Principal Scientist, Translational Research / CDx

In this Principal Scientist position within Translational Oncology, this team member will provide leadership for aligned and integrated development and commercialization strategies for diagnostics (Dx)/companion diagnostics (CDx), including associated digital pathology (DP) projects when applicable, and execution of those strategies in collaboration with Product Development Teams (PDTs), Asset Development Teams (ADTs) and our diagnostic partners. Position reports to Senior Principal Scientist, CDx.

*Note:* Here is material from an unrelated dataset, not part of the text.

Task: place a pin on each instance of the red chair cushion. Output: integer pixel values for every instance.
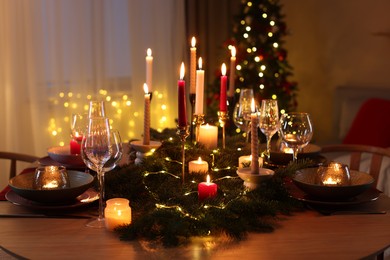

Primary Responsibilities :

• Direct CDx/IVD development projects, including associated DP efforts when needed, within Translational Medicine
• Lead cross-functional CDx (and where relevant, DP) development teams for various assets/biomarkers (including Regulatory, Commercial, Business Development, Project Management, Operations, Clinical Development, Statistics, Bioinformatics, Alliance Management, etc.) to drive the implementation of Dx projects and coordinate the work conducted with our external Dx partners.
• Interface directly with scientists and physicians in discovery sciences, early-stage clinical development, and late-stage clinical development, as well as other PDT & ADT members, to craft the project team's CDx (and associated DP if relevant) development strategy.
• Lead the selection of appropriate assays and Dx platforms for the execution of biomarker strategies.
• Lead digital pathology efforts as needed for each individual CDx project.
• Serve as a subject matter expert within our Company, collaborating with project teams, biomarker leads, clinical operations, and regulatory affairs on the implementation of global CDx assay strategies in global clinical trials.
• Participate in preparation of Dx-related regulatory documents including, for example, pre-submissions, briefing books, IDEs, IVDR PSAs, PMAs.
• Participate in meetings with global regulatory agencies to provide CDx expertise.
• Provide CDx input into early-stage oncology programs.
• Assist in the transfer of assays from in-house efforts to in vitro Dx companies.
• Provide CDx expertise/assessment for due diligence teams.
• Evaluate relevant new technologies including possible design/execution of pilot studies with Dx vendors.
• Perform operational tasks required to execute assigned projects as needed, e.g. ordering samples, QC of incoming clinical trial biomarker results, assay/data transfer troubleshooting, etc.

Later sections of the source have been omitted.